At the Sugar Land opening, Ron Vachris, who in January became Costco’s CEO, just the third in the company’s 42-year history, could be seen chatting with floor personnel and inspecting the frozen tilapia. Hundreds of Costco employees, who are known for exuberant loyalty, had driven from as far away as Baton Rouge, Louisiana, to celebrate and shake hands with their new boss.
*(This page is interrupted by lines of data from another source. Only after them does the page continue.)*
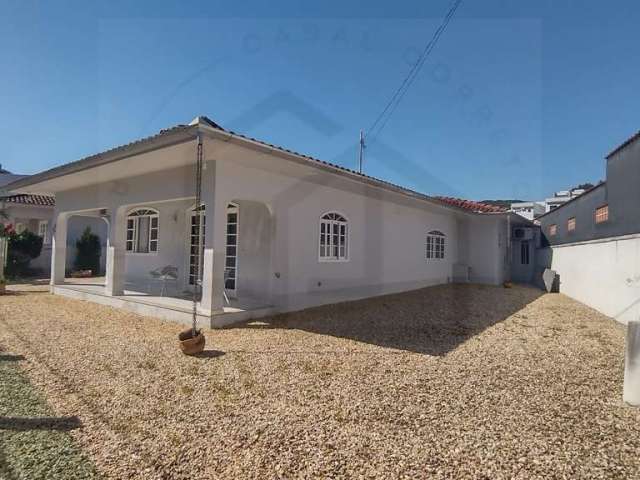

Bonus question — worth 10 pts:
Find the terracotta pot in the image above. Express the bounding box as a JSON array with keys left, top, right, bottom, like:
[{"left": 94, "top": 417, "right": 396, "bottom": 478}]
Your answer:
[{"left": 178, "top": 329, "right": 205, "bottom": 355}]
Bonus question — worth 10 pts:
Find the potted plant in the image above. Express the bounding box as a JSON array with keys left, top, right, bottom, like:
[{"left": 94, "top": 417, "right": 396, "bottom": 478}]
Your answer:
[
  {"left": 178, "top": 328, "right": 205, "bottom": 355},
  {"left": 0, "top": 220, "right": 15, "bottom": 295}
]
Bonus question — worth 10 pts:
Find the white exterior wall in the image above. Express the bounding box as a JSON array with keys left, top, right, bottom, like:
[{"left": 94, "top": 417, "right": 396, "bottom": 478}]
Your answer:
[
  {"left": 125, "top": 200, "right": 194, "bottom": 290},
  {"left": 47, "top": 140, "right": 506, "bottom": 310},
  {"left": 65, "top": 216, "right": 109, "bottom": 274},
  {"left": 5, "top": 203, "right": 53, "bottom": 275},
  {"left": 217, "top": 158, "right": 457, "bottom": 308},
  {"left": 547, "top": 235, "right": 640, "bottom": 323}
]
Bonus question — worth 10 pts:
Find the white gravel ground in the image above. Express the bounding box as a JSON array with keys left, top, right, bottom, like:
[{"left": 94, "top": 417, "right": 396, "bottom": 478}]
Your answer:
[{"left": 0, "top": 285, "right": 640, "bottom": 479}]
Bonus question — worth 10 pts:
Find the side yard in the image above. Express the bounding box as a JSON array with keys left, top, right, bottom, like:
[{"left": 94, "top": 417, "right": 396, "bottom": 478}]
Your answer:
[
  {"left": 0, "top": 347, "right": 99, "bottom": 480},
  {"left": 0, "top": 285, "right": 640, "bottom": 479}
]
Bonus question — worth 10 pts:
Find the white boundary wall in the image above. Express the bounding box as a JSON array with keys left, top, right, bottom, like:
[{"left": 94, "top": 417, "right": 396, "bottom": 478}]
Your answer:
[{"left": 550, "top": 234, "right": 640, "bottom": 323}]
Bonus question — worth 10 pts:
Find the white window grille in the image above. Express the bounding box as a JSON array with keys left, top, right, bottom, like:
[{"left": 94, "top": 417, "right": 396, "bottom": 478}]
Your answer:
[{"left": 318, "top": 212, "right": 349, "bottom": 262}]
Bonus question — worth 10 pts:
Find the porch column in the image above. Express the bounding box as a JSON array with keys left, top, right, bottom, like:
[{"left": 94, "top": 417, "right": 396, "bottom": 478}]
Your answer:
[
  {"left": 200, "top": 161, "right": 227, "bottom": 313},
  {"left": 49, "top": 213, "right": 68, "bottom": 287},
  {"left": 104, "top": 208, "right": 127, "bottom": 297}
]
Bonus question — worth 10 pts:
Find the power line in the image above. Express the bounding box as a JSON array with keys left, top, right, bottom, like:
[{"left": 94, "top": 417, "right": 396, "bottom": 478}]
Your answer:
[{"left": 366, "top": 0, "right": 462, "bottom": 146}]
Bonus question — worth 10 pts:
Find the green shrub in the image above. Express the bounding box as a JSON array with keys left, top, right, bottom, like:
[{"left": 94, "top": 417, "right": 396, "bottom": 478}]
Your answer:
[
  {"left": 74, "top": 227, "right": 102, "bottom": 275},
  {"left": 5, "top": 230, "right": 42, "bottom": 278}
]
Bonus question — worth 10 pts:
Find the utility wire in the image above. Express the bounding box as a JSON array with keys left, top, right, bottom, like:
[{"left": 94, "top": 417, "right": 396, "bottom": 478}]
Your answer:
[{"left": 366, "top": 0, "right": 462, "bottom": 146}]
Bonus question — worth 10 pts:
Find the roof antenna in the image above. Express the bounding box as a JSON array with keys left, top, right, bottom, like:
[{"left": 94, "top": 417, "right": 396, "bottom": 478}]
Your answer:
[{"left": 358, "top": 130, "right": 367, "bottom": 174}]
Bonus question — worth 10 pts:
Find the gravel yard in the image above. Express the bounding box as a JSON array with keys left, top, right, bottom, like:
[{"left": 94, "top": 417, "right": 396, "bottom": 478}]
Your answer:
[{"left": 0, "top": 285, "right": 640, "bottom": 479}]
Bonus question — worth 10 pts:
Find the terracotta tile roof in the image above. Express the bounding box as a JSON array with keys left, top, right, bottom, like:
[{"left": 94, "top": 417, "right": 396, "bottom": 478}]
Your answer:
[
  {"left": 0, "top": 193, "right": 56, "bottom": 207},
  {"left": 434, "top": 197, "right": 508, "bottom": 213},
  {"left": 605, "top": 130, "right": 640, "bottom": 158}
]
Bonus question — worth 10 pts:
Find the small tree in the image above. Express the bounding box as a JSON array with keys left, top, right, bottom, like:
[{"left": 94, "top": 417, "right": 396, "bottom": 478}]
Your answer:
[
  {"left": 5, "top": 230, "right": 42, "bottom": 277},
  {"left": 74, "top": 227, "right": 102, "bottom": 275}
]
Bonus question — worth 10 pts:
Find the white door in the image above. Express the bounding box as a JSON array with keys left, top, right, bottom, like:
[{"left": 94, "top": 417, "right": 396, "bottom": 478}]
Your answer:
[{"left": 224, "top": 203, "right": 240, "bottom": 298}]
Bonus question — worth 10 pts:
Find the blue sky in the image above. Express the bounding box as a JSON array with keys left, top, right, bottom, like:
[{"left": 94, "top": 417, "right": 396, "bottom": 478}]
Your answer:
[{"left": 0, "top": 0, "right": 640, "bottom": 199}]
Vachris, who started as a forklift operator in 1982, greeted employees and customers warmly, seemingly willing to hang out all morning. Approached by a reporter, however, he handed over his business card and retreated into a corporate cadence. (“Texas has been a great state to us. We’re excited to have another building here.”) Subsequent requests for an interview were declined.

‘Perception of value’

With their exposed wiring, minimal sunlight and nary a Spotify playlist, the warehouses are, well, warehouses, with fluorescent lighting and bad acoustics, designed to be built in a hurry.

“The customer walks in the door, and immediately there is a perception of value,” said Paco Underhill, the author of “Why We Buy: The Science of Shopping.” “The perception of value means that as someone walks in, discretionary purchases take on a different mantle than they might at Kroger, Target or Macy’s. People go, ‘I would never think about buying that. But if I did, this is the place to get it.’”

It would be hard to argue that Costco buyers don’t know what they are getting into. After all, they have to ferry the cart with the seven-foot-artificial tree, the solar panel, the steel pet coffin and the three-month supply of Belgian mini-cream puffs back to the car.

“The idea is that you don’t feel that these are temptations,” said Ayelet Fishbach, a behavioral psychologist at the University of Chicago, Booth School of Business “You’re getting a great deal.”

But, she added, “The question is, ‘Do you actually need this?’ You probably don’t.”